Publié le 23 janvier 2018

Discours à l’occasion de la rencontre avec les associations de lutte contre les violences faites aux femmes à Pirae (Polynésie française)

Dimanche 21 janvier 2018, premier jour de son voyage officiel en Polynésie, la ministre a rendu visite aux femmes résidentes du foyer d’accueil « Pu O Te Hau » à Piraé. La ministre a prononcé un discours et rencontré les associations de lutte contre les violences faites aux femmes et de protection de la famille.

Monsieur le Président de la Polynésie française, Mesdames et messieurs les parlementaires,
Monsieur le haut-commissaire,
Monsieur le procureur général,
monsieur le procureur
Madame la présidente du Conseil des femmes de Polynésie française,
Mesdames et Messieurs les membres des associations,
Mesdames et messieurs,
 
Il y a tout juste un mois, lors de mon déplacement en Martinique, on me remettait le rapport du Conseil économique social et environnemental (CESE) consacré à la lutte contre les violences faites aux femmes en outre-mer.
Comme je l’ai dit alors, parler des violences faites aux femmes, c’est soulever des questions douloureuses, souvent taboues, et c’est encore plus vrai dans les territoires d’outre-mer.
Ce rapport énonce une vérité qui dérange : oui, le volume des violences faites aux femmes est plus important en outre-mer que dans l’hexagone. Les chiffres pour la Polynésie française ne font pas exception :
 
Chaque année, en moyenne, ce sont plus de 1500 femmes qui sont victimes de violences criminelles ou délictuelles.
Ces chiffres font froid dans le dos, cela revient à dire que chaque jour en Polynésie française, 4 femmes sont victimes d’un acte violent.
 
Pour autant, hors de question de stigmatiser tel territoire par rapport à un autre. Au contraire, je viens ici témoigner du dynamisme et du travail de fonds du tissu associatif pour lutter contre les violences faites aux femmes, qui est, je le rappelle, un drame universel.
 
La Polynésie française a déjà organisé à 3 reprises des Assises de l’aide aux victimes et de la prévention de la délinquance. Les dernières en date ont eu lieu en novembre 2016 et les violences sexuelles et intrafamiliales ont été au centre des débats.
 
Je salue également la volonté du Pays qui a largement intégré la prévention des violences faites aux femmes dans ses politiques sociales, éducatives et liées à la condition féminine.

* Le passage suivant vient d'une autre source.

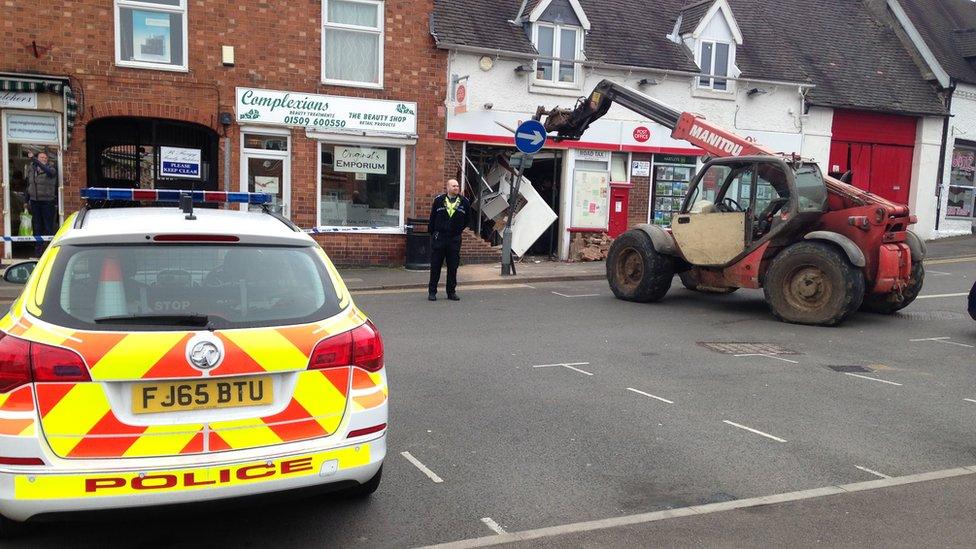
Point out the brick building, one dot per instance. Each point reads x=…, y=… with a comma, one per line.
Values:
x=334, y=106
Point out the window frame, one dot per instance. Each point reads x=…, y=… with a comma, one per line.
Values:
x=729, y=62
x=404, y=149
x=183, y=9
x=284, y=156
x=379, y=31
x=556, y=47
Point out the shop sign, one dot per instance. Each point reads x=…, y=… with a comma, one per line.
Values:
x=640, y=169
x=360, y=160
x=325, y=112
x=596, y=156
x=179, y=163
x=18, y=100
x=32, y=128
x=964, y=161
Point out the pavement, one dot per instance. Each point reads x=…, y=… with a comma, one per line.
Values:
x=552, y=415
x=529, y=272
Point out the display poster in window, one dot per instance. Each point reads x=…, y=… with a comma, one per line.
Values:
x=961, y=184
x=151, y=37
x=591, y=200
x=670, y=184
x=640, y=168
x=179, y=163
x=266, y=184
x=360, y=160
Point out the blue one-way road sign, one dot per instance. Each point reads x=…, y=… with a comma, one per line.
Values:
x=530, y=136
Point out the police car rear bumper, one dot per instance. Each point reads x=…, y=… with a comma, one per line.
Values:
x=27, y=492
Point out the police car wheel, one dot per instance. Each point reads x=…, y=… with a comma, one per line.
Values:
x=364, y=490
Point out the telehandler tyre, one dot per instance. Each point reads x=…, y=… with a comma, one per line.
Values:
x=636, y=271
x=690, y=281
x=887, y=304
x=813, y=283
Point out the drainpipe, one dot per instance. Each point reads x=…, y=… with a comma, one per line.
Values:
x=940, y=180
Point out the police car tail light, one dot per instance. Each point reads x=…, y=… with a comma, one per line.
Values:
x=14, y=363
x=362, y=347
x=57, y=364
x=367, y=347
x=334, y=352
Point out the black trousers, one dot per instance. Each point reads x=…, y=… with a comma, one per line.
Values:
x=442, y=249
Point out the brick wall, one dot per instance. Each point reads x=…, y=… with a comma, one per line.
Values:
x=277, y=46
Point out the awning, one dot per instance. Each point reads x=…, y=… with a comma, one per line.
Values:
x=41, y=84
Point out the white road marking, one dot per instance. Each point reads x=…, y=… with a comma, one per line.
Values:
x=423, y=468
x=873, y=379
x=875, y=473
x=649, y=395
x=569, y=366
x=769, y=356
x=941, y=340
x=656, y=516
x=937, y=296
x=494, y=526
x=751, y=430
x=581, y=295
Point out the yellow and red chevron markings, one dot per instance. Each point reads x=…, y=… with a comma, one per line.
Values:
x=17, y=413
x=78, y=420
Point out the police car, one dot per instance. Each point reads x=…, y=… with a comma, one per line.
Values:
x=164, y=355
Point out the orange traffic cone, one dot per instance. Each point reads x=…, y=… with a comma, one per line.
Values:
x=110, y=294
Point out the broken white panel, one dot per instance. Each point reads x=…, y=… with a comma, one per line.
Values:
x=532, y=215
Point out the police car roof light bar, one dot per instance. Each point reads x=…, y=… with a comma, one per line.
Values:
x=161, y=195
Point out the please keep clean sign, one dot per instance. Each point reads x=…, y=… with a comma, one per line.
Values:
x=179, y=163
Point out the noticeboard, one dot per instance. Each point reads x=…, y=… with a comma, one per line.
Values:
x=591, y=200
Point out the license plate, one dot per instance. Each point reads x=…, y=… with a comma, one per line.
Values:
x=180, y=396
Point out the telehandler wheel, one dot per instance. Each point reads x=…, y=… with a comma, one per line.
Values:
x=891, y=303
x=813, y=283
x=636, y=271
x=690, y=281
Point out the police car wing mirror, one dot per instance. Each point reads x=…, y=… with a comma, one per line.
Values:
x=19, y=273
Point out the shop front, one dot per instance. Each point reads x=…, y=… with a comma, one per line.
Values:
x=338, y=165
x=36, y=116
x=962, y=182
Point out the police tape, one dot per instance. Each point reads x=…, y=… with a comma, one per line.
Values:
x=313, y=230
x=27, y=238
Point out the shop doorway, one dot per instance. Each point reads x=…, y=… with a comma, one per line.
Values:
x=545, y=176
x=25, y=136
x=124, y=152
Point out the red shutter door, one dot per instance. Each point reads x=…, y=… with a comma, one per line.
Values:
x=861, y=165
x=891, y=172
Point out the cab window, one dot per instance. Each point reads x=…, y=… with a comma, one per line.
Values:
x=221, y=287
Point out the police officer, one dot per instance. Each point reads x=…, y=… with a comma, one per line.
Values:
x=448, y=218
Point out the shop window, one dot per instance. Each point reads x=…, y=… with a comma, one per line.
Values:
x=558, y=47
x=714, y=60
x=962, y=183
x=361, y=187
x=151, y=34
x=352, y=42
x=618, y=168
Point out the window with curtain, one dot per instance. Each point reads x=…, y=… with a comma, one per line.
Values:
x=558, y=47
x=352, y=42
x=714, y=62
x=151, y=33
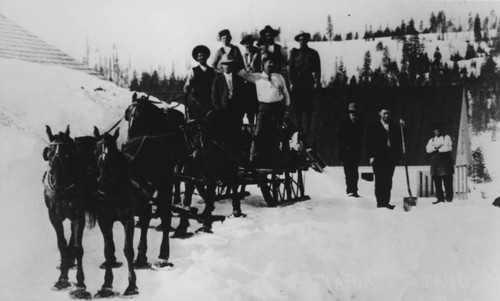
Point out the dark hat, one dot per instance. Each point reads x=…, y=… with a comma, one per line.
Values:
x=261, y=41
x=224, y=32
x=268, y=28
x=226, y=59
x=303, y=36
x=353, y=107
x=367, y=176
x=248, y=39
x=198, y=49
x=436, y=125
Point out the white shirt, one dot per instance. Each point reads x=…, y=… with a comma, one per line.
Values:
x=229, y=81
x=268, y=91
x=386, y=127
x=441, y=144
x=190, y=76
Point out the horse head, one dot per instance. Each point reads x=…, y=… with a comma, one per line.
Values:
x=111, y=168
x=62, y=156
x=145, y=118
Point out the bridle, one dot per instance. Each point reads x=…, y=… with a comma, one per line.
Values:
x=50, y=176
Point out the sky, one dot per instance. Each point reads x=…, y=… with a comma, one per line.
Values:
x=155, y=33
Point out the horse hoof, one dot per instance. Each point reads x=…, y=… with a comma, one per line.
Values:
x=106, y=293
x=141, y=265
x=130, y=291
x=61, y=285
x=71, y=266
x=80, y=293
x=162, y=264
x=205, y=229
x=113, y=265
x=183, y=235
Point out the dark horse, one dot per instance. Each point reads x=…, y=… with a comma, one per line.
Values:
x=69, y=185
x=115, y=202
x=154, y=148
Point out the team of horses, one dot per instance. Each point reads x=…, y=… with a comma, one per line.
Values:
x=90, y=179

Je sais aussi pouvoir compter sur l’implication accrue des maires dans ce travail collectif.
Je m’exprime aujourd’hui en tant que responsable politique, mais je m’exprime aussi en tant que citoyenne, femme ultramarine, qui connait ces réalités.
 
Le rapport du CESE rappelle le contexte socio-économique difficile des territoires d’outre-mer. Le chômage, la pauvreté, la précarité sont des facteurs aggravants dans les faits de violences faites aux femmes.

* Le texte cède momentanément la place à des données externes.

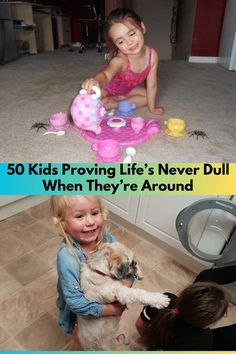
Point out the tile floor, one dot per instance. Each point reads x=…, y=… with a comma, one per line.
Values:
x=28, y=246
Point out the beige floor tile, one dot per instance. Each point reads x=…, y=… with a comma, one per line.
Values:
x=137, y=345
x=19, y=311
x=35, y=234
x=3, y=335
x=8, y=284
x=173, y=271
x=228, y=319
x=40, y=211
x=7, y=229
x=27, y=268
x=126, y=237
x=22, y=220
x=128, y=319
x=35, y=337
x=44, y=289
x=48, y=250
x=148, y=254
x=11, y=248
x=156, y=281
x=10, y=345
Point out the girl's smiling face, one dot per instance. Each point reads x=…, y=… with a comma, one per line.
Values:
x=83, y=220
x=129, y=38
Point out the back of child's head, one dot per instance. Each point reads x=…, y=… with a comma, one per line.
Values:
x=119, y=15
x=199, y=305
x=60, y=204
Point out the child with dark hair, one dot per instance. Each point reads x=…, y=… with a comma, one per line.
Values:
x=185, y=324
x=131, y=64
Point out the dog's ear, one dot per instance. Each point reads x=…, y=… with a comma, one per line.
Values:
x=98, y=260
x=137, y=271
x=118, y=269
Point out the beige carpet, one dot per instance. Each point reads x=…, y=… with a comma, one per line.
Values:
x=33, y=87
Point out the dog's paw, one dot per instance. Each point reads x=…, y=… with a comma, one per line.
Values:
x=162, y=301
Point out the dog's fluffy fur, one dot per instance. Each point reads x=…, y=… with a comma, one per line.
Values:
x=101, y=279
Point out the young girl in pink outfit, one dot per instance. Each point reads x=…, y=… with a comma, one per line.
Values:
x=131, y=64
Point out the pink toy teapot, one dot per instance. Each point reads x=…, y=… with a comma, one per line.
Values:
x=87, y=110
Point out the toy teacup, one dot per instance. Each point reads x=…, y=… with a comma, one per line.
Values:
x=175, y=127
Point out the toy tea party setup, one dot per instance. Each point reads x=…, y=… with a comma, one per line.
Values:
x=106, y=134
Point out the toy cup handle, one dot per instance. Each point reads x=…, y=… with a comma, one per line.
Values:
x=95, y=147
x=97, y=93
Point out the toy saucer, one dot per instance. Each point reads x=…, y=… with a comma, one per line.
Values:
x=175, y=133
x=116, y=122
x=124, y=135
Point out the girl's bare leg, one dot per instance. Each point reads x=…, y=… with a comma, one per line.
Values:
x=75, y=344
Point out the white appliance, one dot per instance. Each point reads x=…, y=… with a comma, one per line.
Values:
x=207, y=230
x=227, y=52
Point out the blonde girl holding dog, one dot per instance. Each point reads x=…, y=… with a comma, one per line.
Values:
x=132, y=63
x=80, y=220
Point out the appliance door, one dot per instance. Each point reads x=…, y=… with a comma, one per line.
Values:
x=207, y=229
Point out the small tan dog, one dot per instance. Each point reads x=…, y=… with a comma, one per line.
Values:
x=101, y=277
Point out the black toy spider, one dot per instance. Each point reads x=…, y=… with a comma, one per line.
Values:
x=198, y=133
x=40, y=126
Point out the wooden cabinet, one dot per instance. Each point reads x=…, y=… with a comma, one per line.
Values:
x=63, y=30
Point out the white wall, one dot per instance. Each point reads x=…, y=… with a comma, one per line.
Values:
x=156, y=15
x=227, y=52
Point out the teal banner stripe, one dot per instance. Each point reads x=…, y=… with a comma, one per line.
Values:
x=120, y=179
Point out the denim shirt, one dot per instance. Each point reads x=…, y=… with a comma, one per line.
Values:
x=71, y=300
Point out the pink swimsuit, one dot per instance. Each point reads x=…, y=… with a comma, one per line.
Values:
x=124, y=81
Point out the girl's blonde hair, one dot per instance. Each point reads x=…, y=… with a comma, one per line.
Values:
x=58, y=207
x=119, y=15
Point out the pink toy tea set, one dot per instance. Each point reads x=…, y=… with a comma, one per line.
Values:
x=106, y=134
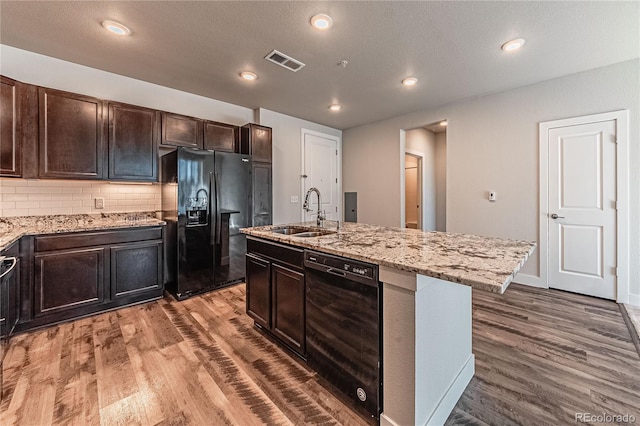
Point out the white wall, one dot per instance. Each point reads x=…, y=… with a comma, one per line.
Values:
x=41, y=70
x=287, y=161
x=423, y=141
x=492, y=145
x=45, y=71
x=411, y=193
x=441, y=181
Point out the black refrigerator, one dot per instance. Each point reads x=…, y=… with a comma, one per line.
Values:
x=206, y=199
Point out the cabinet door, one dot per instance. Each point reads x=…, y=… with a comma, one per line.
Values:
x=10, y=143
x=133, y=139
x=256, y=141
x=71, y=137
x=68, y=279
x=262, y=194
x=259, y=290
x=12, y=311
x=220, y=136
x=180, y=130
x=287, y=308
x=136, y=268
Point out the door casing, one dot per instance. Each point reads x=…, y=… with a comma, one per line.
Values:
x=621, y=119
x=303, y=186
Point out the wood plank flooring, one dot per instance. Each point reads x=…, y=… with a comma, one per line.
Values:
x=541, y=356
x=544, y=355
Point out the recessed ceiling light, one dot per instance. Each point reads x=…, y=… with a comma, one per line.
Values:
x=321, y=21
x=512, y=45
x=411, y=81
x=248, y=75
x=115, y=27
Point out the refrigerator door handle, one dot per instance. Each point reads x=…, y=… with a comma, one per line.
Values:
x=213, y=211
x=216, y=220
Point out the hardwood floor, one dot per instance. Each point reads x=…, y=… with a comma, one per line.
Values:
x=541, y=356
x=544, y=355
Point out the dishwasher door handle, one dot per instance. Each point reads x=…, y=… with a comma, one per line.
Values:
x=336, y=272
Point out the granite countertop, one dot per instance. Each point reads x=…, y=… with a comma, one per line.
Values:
x=13, y=228
x=484, y=263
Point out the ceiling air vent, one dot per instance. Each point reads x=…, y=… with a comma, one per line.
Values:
x=285, y=61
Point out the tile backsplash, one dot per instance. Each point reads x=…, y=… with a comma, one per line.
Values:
x=26, y=197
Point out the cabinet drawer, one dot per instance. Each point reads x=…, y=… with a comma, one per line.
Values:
x=282, y=254
x=136, y=268
x=86, y=239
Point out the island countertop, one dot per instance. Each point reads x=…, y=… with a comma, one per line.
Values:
x=13, y=228
x=485, y=263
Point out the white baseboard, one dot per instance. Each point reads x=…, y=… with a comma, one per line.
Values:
x=529, y=280
x=386, y=421
x=455, y=391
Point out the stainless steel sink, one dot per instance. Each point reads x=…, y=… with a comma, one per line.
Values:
x=302, y=232
x=311, y=234
x=289, y=230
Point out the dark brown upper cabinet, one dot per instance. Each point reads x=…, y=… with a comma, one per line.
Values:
x=133, y=143
x=180, y=130
x=10, y=126
x=71, y=136
x=221, y=136
x=255, y=140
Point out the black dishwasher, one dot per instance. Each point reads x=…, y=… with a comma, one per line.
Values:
x=344, y=342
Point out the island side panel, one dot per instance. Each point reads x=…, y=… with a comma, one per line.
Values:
x=444, y=361
x=427, y=359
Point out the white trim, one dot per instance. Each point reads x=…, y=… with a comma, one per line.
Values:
x=622, y=184
x=338, y=141
x=423, y=185
x=530, y=280
x=403, y=144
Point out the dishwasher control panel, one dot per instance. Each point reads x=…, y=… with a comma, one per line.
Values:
x=336, y=263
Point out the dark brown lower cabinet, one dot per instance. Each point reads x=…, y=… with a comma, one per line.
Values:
x=276, y=291
x=259, y=290
x=67, y=276
x=68, y=279
x=9, y=295
x=136, y=268
x=287, y=301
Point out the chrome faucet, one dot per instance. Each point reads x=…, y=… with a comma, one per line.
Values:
x=305, y=206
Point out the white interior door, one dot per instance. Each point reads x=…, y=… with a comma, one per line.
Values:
x=320, y=170
x=582, y=209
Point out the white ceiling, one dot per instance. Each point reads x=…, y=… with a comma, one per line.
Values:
x=453, y=48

Depuis plusieurs mois, suite aux scandales de l’affaire Weinsten, des centaines de milliers de femmes ont repris la parole, dans la sphère publique ou sur les réseaux sociaux. C’est un signe fort de courage, le courage de mettre des mots sur des violences cachées, subies, et bien réelles.
 
La révolution des mentalités est en cours à l’échelle mondiale et je refuse que les outre-mer en soient les spectateurs.
Sur les îles d’outre-mer, les mesures d’éloignement sont par définition plus difficiles à appliquer. Les victimes et leurs agresseurs vivent en vase clos, tout le monde se connait. A l’acte d’agression s’ajoute la honte, la pression, le regard des autres, qu’on ne peut pas fuir.

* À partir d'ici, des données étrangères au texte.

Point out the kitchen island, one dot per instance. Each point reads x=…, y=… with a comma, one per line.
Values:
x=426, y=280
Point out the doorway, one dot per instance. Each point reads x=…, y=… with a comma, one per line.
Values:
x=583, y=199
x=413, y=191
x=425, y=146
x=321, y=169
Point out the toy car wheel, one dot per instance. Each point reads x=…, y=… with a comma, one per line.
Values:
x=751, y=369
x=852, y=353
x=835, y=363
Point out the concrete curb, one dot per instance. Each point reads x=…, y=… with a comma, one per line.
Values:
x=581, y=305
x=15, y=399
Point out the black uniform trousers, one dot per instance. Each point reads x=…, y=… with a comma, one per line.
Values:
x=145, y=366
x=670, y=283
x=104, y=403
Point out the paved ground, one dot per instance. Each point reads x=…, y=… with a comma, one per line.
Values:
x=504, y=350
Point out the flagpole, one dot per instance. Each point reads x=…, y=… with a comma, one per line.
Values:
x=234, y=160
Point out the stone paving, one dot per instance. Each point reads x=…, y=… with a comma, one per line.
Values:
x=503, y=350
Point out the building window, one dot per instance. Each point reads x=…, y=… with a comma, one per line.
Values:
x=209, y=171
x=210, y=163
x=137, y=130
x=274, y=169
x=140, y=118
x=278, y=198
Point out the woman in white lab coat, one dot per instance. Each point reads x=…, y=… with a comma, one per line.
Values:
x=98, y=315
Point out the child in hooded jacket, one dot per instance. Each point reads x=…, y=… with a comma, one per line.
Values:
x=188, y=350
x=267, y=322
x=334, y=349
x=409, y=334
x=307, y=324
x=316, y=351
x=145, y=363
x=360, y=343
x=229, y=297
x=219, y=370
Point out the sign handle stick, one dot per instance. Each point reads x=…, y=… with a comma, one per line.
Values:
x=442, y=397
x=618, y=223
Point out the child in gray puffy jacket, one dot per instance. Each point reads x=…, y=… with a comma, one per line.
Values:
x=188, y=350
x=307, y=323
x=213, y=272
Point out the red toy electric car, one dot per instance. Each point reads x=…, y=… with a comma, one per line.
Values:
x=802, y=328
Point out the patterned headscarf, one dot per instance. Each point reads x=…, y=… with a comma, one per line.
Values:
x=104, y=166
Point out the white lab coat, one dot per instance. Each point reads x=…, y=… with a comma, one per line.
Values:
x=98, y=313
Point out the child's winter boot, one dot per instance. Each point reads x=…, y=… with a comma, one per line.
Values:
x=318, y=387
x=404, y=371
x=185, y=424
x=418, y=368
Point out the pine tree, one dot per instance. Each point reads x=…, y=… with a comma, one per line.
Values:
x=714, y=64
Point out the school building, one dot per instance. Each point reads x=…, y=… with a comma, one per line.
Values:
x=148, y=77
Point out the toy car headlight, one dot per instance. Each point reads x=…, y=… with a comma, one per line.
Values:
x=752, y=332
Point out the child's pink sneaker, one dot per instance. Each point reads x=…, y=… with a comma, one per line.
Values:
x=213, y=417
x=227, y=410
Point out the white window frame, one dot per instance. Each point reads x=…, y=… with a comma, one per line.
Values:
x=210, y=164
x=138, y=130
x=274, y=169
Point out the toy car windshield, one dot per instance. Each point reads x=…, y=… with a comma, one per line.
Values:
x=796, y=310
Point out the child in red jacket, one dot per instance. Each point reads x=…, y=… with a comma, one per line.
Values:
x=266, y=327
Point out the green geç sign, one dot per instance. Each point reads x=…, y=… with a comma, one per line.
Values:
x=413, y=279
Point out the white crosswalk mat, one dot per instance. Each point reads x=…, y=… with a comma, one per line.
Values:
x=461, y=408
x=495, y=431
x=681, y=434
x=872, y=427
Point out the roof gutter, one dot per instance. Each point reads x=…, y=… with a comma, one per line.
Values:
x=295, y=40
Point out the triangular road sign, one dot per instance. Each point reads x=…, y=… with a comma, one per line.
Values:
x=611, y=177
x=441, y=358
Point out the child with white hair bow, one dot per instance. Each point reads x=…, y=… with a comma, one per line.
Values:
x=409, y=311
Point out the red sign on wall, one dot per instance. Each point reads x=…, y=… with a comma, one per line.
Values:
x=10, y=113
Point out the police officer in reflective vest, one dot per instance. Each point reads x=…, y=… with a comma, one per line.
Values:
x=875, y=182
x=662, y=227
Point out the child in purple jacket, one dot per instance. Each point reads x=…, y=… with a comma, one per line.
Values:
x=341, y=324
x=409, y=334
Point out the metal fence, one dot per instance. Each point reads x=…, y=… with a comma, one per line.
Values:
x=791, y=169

En Polynésie française, les taux d’élucidation des violences sont très élevés (83% en 2016). Mais comment fait-on si des femmes victimes ne portent pas plainte, de peur des représailles, de la rumeur, des jugements ou par crainte d’être mal reçues par les autorités ?
 
Au-delà de la libération de la parole, l’enjeu principal reste la gestion de l’après : comment accompagne-t-on mieux les victimes ?
En Polynésie française, un plan de formation des personnels de police et de gendarmerie, chargés d’écouter les victimes, est mis en œuvre ; un signalement en ligne, via une page Facebook du Parquet a été spécifiquement créé et un dispositif d’alerte Téléphone Grave Danger a été lancé pour protéger les victimes les plus vulnérables. Je souligne à cet égard l’exemple très encourageant que constituent les 24 conventions de collaboration « police municipale – police nationale – gendarmerie nationale ».
 
Toutes ces actions s’inscrivent dans la feuille de route du gouvernement : la lutte contre les violences faites aux femmes est l’une des grandes causes du quinquennat. Le Président de la République a annoncé trois grandes séries de mesures. 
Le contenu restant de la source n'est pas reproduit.